La suite, c'est le Wall Street Journal qui la raconte. Le journal publie, jeudi 22 février, une longue enquête sur l'histoire de Denys et de ses proches. Après avoir ignoré une convocation militaire, l'adolescent a décidé de quitter la Russie. Aidé par l'ONG Save Ukraine, il a rejoint la Biélorussie, début février, puis la Pologne, où il vit actuellement en attendant de pouvoir rejoindre ses proches, réfugiés en Allemagne. Interrogé par le média américain, il explique être devenu "l'acteur principal" de la propagande russe dans la région de Kherson en échange d'argent et sous les menaces, parfois d'une arme. "On lui envoyait des scripts à lire, et souvent des tenues à porter", précise le quotidien américain.

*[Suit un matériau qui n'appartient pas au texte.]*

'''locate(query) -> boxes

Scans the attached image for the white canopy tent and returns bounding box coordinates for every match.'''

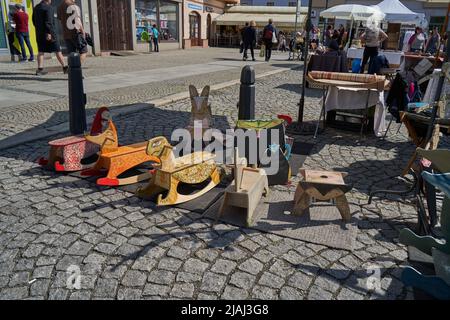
[372,0,425,25]
[320,4,386,50]
[320,4,385,21]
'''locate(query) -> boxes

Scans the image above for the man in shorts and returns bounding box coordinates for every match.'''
[33,0,68,76]
[58,0,88,63]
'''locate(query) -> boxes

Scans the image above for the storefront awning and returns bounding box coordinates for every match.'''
[214,12,306,27]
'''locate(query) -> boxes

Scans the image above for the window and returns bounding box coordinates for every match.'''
[136,0,178,42]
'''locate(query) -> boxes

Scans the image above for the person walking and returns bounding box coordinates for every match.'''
[32,0,69,76]
[6,12,21,62]
[152,24,159,52]
[360,22,388,73]
[408,27,426,52]
[13,3,34,62]
[242,21,256,61]
[58,0,88,63]
[323,25,333,47]
[263,19,277,62]
[425,27,441,55]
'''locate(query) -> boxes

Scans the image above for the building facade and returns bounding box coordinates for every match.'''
[183,0,239,49]
[0,0,37,55]
[0,0,239,55]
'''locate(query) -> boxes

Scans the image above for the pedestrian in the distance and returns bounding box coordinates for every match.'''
[242,21,256,61]
[323,25,333,47]
[360,22,388,73]
[58,0,88,63]
[263,19,277,62]
[13,3,34,62]
[6,12,21,62]
[152,24,159,52]
[33,0,69,76]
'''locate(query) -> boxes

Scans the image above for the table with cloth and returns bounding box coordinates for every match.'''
[308,71,388,136]
[347,48,405,68]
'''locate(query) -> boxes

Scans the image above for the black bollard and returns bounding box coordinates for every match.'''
[238,66,256,120]
[68,53,87,135]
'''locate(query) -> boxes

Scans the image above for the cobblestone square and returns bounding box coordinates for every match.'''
[0,48,449,300]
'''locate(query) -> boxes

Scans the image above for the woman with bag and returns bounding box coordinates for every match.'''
[263,19,278,62]
[242,21,256,61]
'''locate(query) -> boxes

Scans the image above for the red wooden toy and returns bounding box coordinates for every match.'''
[38,107,108,172]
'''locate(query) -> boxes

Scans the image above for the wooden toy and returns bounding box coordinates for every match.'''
[82,120,159,186]
[38,107,108,172]
[293,169,352,221]
[187,85,212,138]
[236,119,291,186]
[217,148,269,227]
[136,137,220,206]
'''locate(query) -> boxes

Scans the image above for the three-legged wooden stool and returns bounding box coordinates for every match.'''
[292,169,352,221]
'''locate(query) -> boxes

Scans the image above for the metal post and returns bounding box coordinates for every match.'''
[238,66,256,120]
[294,0,301,37]
[298,0,312,124]
[68,53,87,135]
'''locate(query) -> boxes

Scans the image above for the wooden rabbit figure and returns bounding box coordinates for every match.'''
[187,85,212,139]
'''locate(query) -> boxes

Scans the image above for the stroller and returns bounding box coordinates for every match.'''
[288,37,304,61]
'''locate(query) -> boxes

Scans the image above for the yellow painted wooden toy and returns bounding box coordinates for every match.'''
[136,137,220,206]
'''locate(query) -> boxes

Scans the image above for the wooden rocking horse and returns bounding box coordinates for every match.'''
[82,120,159,186]
[38,107,108,172]
[136,137,220,206]
[187,85,212,139]
[217,148,269,227]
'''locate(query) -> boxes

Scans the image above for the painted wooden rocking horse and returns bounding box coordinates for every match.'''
[38,107,108,172]
[136,137,221,206]
[82,120,159,186]
[217,148,269,227]
[187,85,212,139]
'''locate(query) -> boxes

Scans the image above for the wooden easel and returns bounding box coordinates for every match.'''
[82,120,159,186]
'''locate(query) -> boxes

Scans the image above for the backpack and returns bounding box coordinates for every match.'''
[264,28,273,40]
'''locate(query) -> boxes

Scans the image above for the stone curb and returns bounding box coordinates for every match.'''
[0,66,300,151]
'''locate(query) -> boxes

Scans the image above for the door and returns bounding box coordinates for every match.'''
[97,0,133,51]
[189,12,201,47]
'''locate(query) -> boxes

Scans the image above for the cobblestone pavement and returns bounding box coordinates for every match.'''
[0,67,448,300]
[0,48,298,140]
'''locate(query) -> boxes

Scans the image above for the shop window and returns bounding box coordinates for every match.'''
[136,0,178,42]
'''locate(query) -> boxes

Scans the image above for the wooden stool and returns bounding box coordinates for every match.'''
[292,169,352,221]
[216,148,269,227]
[38,107,108,172]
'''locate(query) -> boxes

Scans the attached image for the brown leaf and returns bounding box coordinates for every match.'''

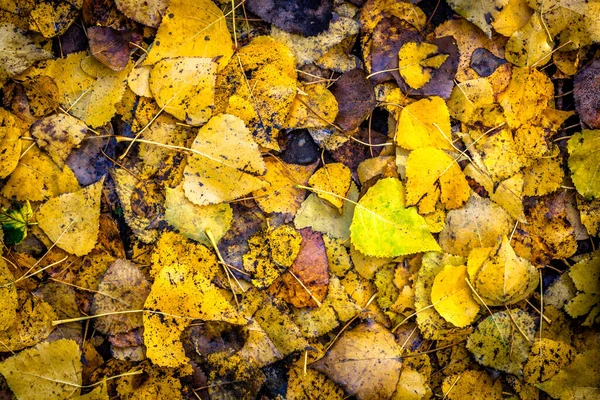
[330,68,376,131]
[87,26,131,71]
[573,59,600,129]
[269,228,329,308]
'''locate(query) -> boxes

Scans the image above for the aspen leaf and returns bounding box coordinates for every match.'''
[468,236,539,306]
[308,163,352,212]
[467,309,535,375]
[568,130,600,200]
[149,57,217,126]
[144,0,233,68]
[0,201,33,246]
[398,42,448,89]
[448,0,509,38]
[252,157,316,216]
[143,262,245,367]
[506,13,554,67]
[0,108,22,179]
[0,22,52,76]
[396,96,453,150]
[406,147,471,209]
[2,146,80,201]
[165,186,233,246]
[564,251,600,326]
[115,0,169,28]
[37,179,104,256]
[0,339,82,400]
[90,259,150,335]
[31,114,87,168]
[431,265,479,328]
[350,178,440,257]
[26,52,129,128]
[183,114,266,206]
[310,322,402,399]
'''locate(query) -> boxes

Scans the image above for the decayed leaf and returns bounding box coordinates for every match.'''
[143,255,245,367]
[506,13,554,67]
[275,228,329,308]
[0,292,58,351]
[2,146,80,201]
[467,309,535,375]
[0,339,82,400]
[37,179,104,256]
[0,258,18,331]
[536,349,600,400]
[115,0,169,28]
[90,260,150,335]
[440,193,513,257]
[183,114,266,206]
[448,0,509,37]
[165,186,233,246]
[467,236,539,306]
[149,57,217,126]
[414,252,472,340]
[431,265,479,328]
[350,178,440,257]
[396,96,454,150]
[442,370,504,400]
[0,22,52,76]
[242,225,302,289]
[144,0,233,68]
[565,251,600,326]
[308,163,352,212]
[294,183,358,240]
[568,130,600,200]
[0,108,22,179]
[310,322,402,399]
[523,338,576,384]
[406,147,471,212]
[26,52,129,128]
[398,42,448,89]
[252,157,317,216]
[0,201,33,246]
[31,114,87,168]
[247,0,333,36]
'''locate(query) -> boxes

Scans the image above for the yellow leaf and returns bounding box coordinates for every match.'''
[165,186,233,246]
[439,193,514,257]
[398,42,448,89]
[144,262,245,368]
[31,114,87,168]
[144,0,233,68]
[26,52,131,128]
[467,236,539,306]
[36,178,104,256]
[506,13,554,67]
[252,157,316,215]
[149,57,217,126]
[183,114,266,206]
[2,146,80,201]
[0,339,82,400]
[396,96,453,150]
[446,78,494,122]
[308,163,352,212]
[431,265,479,328]
[406,147,471,210]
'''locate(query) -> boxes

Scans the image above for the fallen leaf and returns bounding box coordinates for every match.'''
[36,179,104,256]
[310,322,402,399]
[467,309,535,376]
[431,265,479,328]
[350,178,439,257]
[0,339,82,400]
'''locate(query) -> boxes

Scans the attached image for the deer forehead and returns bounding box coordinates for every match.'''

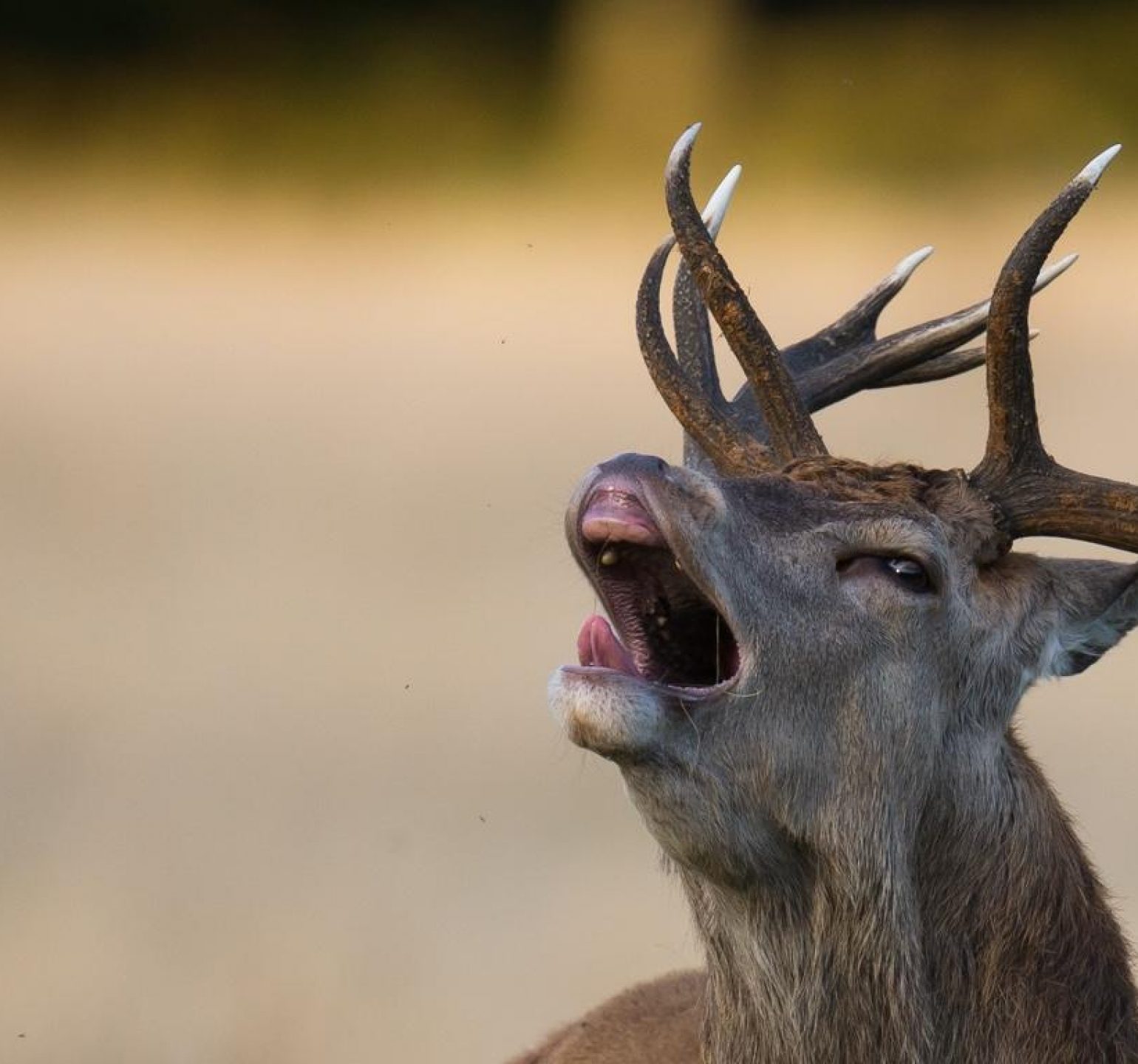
[709,457,1009,565]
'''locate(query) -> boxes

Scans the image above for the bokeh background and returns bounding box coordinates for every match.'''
[0,0,1138,1064]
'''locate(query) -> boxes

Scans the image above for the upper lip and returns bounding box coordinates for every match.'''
[573,472,738,689]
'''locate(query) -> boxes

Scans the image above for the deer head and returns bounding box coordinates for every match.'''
[551,126,1138,1062]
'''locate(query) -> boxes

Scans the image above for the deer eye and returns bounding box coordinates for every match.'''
[837,554,936,595]
[882,558,932,593]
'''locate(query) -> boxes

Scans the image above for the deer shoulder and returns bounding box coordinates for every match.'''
[510,972,706,1064]
[523,126,1138,1064]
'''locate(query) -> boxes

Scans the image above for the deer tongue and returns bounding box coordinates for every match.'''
[577,613,639,676]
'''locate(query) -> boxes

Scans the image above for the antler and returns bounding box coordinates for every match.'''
[636,124,1075,477]
[969,145,1138,550]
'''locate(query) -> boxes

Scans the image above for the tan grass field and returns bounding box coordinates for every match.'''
[0,168,1138,1064]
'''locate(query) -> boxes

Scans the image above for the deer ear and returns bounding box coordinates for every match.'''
[1039,558,1138,676]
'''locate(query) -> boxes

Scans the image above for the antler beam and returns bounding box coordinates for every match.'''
[664,123,826,462]
[969,145,1138,550]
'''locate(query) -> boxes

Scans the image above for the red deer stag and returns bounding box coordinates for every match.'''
[519,126,1138,1064]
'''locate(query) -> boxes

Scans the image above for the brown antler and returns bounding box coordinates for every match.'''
[969,146,1138,550]
[664,123,826,462]
[636,125,1075,476]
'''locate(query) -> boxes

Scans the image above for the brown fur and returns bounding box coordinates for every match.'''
[528,455,1138,1064]
[510,972,706,1064]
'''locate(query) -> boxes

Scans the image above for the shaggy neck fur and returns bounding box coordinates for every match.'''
[681,737,1138,1064]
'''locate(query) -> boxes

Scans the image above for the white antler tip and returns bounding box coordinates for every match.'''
[668,122,703,171]
[703,163,743,239]
[1077,145,1122,185]
[893,244,933,280]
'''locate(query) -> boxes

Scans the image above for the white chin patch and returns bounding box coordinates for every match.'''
[550,668,664,757]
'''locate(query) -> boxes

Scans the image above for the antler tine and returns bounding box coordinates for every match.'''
[866,330,1039,388]
[664,123,826,461]
[636,236,774,477]
[672,165,743,407]
[981,146,1119,469]
[795,255,1077,409]
[783,246,933,375]
[969,145,1138,550]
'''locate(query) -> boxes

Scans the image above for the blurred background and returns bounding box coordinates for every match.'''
[0,0,1138,1064]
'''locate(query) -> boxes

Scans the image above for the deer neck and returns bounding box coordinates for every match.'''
[684,837,931,1064]
[681,739,1138,1064]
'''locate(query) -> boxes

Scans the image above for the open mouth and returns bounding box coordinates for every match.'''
[577,481,740,692]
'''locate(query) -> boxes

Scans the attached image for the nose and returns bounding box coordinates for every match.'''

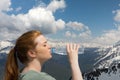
[48,44,51,49]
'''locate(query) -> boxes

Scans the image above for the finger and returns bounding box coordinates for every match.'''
[69,43,73,50]
[66,43,70,52]
[76,44,80,51]
[73,44,76,50]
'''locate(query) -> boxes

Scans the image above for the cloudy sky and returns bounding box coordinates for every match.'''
[0,0,120,46]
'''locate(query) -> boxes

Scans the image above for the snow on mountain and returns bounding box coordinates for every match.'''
[94,41,120,68]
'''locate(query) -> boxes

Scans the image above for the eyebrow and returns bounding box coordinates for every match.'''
[44,41,47,43]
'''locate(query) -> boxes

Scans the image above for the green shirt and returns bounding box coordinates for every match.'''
[18,70,56,80]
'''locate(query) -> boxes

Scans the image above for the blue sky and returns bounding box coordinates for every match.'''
[0,0,120,47]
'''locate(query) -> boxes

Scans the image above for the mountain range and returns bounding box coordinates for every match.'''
[0,41,120,80]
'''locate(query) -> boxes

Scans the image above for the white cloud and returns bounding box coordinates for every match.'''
[47,0,66,12]
[66,21,85,31]
[65,31,72,37]
[15,6,22,12]
[0,0,65,39]
[0,0,12,11]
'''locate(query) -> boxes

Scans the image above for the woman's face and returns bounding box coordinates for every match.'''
[35,35,52,61]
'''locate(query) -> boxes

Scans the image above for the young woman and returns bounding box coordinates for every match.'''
[4,30,83,80]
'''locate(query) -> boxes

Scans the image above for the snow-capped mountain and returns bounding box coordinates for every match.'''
[94,41,120,68]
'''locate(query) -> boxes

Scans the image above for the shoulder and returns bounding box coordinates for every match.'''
[19,70,55,80]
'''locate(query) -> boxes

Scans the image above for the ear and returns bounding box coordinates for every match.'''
[28,50,37,58]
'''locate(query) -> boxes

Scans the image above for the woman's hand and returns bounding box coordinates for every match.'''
[66,43,79,63]
[67,44,83,80]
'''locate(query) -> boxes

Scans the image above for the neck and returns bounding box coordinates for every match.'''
[22,59,43,73]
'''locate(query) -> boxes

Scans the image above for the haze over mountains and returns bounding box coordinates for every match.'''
[0,41,120,80]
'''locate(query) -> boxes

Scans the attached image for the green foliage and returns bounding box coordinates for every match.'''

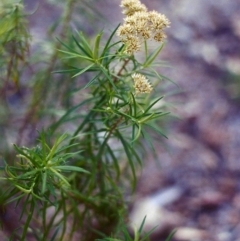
[0,0,175,241]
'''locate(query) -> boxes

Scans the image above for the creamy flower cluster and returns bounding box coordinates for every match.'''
[117,0,170,55]
[132,74,153,94]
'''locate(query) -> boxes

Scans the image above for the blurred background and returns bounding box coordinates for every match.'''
[2,0,240,241]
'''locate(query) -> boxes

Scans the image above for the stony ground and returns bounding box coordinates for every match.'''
[99,0,240,241]
[3,0,240,241]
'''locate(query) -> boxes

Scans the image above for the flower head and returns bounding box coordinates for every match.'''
[120,0,147,16]
[117,0,170,55]
[132,74,153,94]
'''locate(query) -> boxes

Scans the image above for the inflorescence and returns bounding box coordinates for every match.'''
[132,74,153,94]
[117,0,170,55]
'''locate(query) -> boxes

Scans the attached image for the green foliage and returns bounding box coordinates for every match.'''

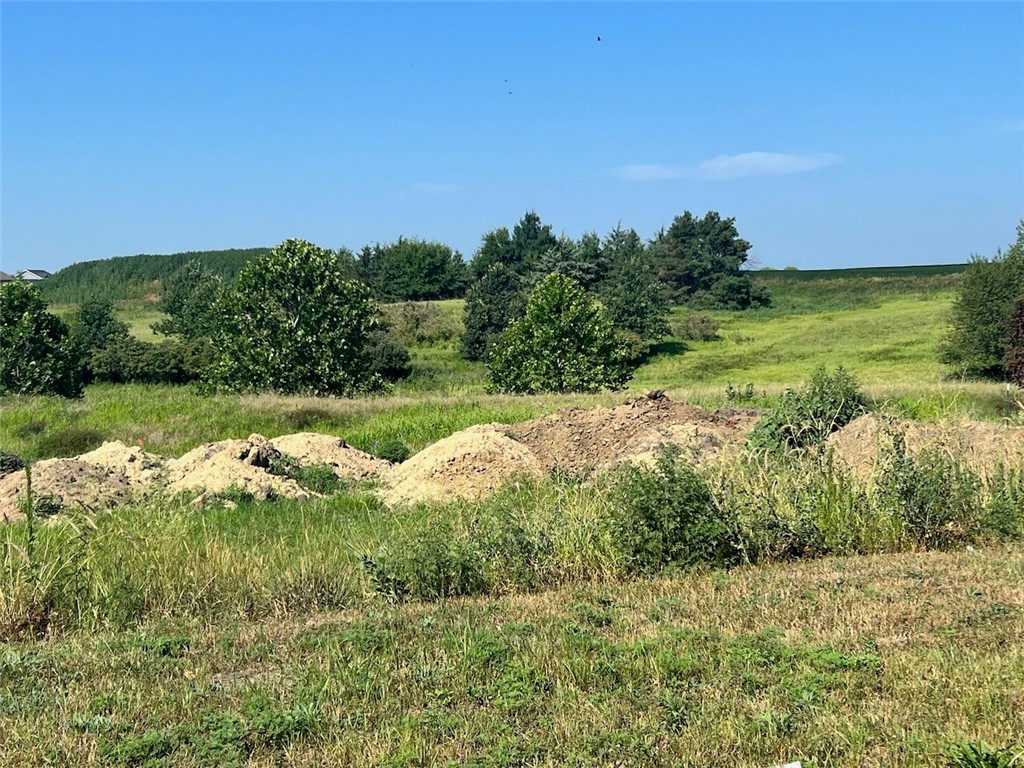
[356,238,467,302]
[612,446,739,573]
[0,280,84,397]
[601,236,671,341]
[945,741,1024,768]
[470,211,558,280]
[1007,299,1024,387]
[750,366,867,450]
[487,274,632,393]
[878,435,981,549]
[153,259,223,340]
[70,299,128,353]
[210,240,382,396]
[43,248,270,303]
[650,211,770,309]
[89,336,214,384]
[530,232,608,291]
[462,263,526,360]
[370,329,413,381]
[941,220,1024,379]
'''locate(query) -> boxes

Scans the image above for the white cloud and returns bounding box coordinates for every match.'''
[699,152,843,181]
[614,152,843,181]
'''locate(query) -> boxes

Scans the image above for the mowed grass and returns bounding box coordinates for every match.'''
[0,546,1024,768]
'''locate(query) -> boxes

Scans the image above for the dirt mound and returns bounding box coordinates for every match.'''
[826,414,1024,477]
[166,434,309,504]
[382,424,543,505]
[76,440,165,487]
[508,392,761,474]
[270,432,391,480]
[0,459,132,521]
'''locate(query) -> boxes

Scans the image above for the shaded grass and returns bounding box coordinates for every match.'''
[0,547,1024,768]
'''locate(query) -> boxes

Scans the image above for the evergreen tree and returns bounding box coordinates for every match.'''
[462,264,526,360]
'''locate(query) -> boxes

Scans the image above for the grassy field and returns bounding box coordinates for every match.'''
[0,273,1024,768]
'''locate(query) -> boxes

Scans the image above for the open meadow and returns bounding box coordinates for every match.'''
[0,273,1024,768]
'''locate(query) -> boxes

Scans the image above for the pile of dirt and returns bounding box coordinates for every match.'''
[382,392,760,505]
[270,432,391,480]
[76,440,165,487]
[507,392,761,474]
[382,424,543,506]
[826,414,1024,477]
[166,434,309,504]
[0,459,132,522]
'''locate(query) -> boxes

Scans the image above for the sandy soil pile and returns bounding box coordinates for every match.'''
[381,424,543,512]
[270,432,391,480]
[826,414,1024,477]
[0,459,132,522]
[167,434,309,503]
[382,392,760,505]
[508,392,761,473]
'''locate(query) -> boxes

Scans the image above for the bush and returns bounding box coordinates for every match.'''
[0,280,84,397]
[487,273,633,394]
[750,366,867,450]
[370,330,413,381]
[878,434,981,549]
[676,314,720,341]
[611,446,739,573]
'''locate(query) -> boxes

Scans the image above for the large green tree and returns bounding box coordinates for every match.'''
[210,240,382,396]
[357,238,467,302]
[0,280,83,397]
[462,264,526,360]
[650,211,769,309]
[941,220,1024,379]
[470,211,558,280]
[487,273,633,394]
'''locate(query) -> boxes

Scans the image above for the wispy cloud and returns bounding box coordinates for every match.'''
[699,152,842,180]
[615,152,843,181]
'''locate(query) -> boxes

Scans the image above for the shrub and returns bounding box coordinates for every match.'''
[676,314,720,341]
[750,366,867,450]
[0,280,84,397]
[370,330,413,381]
[487,273,633,394]
[878,434,981,549]
[611,446,739,573]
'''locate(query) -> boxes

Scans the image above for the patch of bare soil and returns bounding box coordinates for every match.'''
[76,440,165,487]
[166,434,309,504]
[0,459,132,522]
[826,414,1024,477]
[382,424,543,506]
[270,432,391,480]
[508,392,761,474]
[383,392,760,505]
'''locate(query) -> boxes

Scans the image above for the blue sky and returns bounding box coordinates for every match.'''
[0,2,1024,271]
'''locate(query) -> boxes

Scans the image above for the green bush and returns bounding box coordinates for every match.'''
[750,366,867,450]
[878,434,981,549]
[487,273,633,394]
[611,446,739,573]
[0,280,85,397]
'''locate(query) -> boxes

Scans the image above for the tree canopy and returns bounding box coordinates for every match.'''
[211,240,382,396]
[487,272,632,394]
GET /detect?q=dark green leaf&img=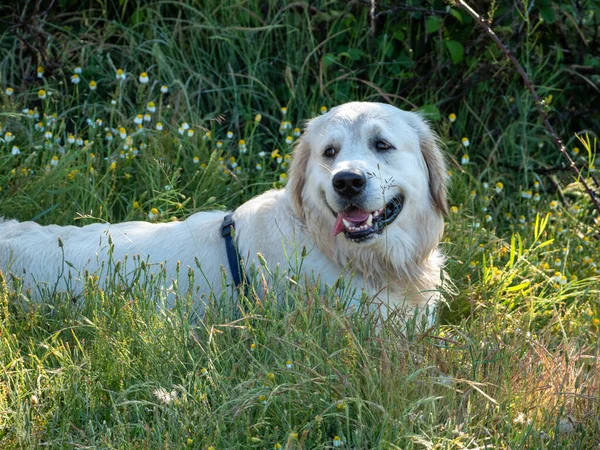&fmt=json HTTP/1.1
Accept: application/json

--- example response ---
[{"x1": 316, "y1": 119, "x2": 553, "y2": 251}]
[{"x1": 446, "y1": 41, "x2": 465, "y2": 64}]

Le Wall Street Journal rapporte que les conséquences de ces deux années passées en territoires occupés par les Russes ont laissé des traces : Denys tient depuis son retour un discours qui fait écho aux récits de Moscou sur les événements de la guerre, bien qu'il aspire à retrouver une vie paisible, loin du conflit. Incapable de répondre au journaliste qui lui demande s'il se sent russe ou ukrainien, il se qualifie d'"âme perdue"

Denys n'est pas un cas isolé, près de 19 000 enfants ukrainiens manquent toujours à l'appel. La Russie continue de nier tout enlèvement et assure qu'il s'agit d'orphelins qu'elle accueille.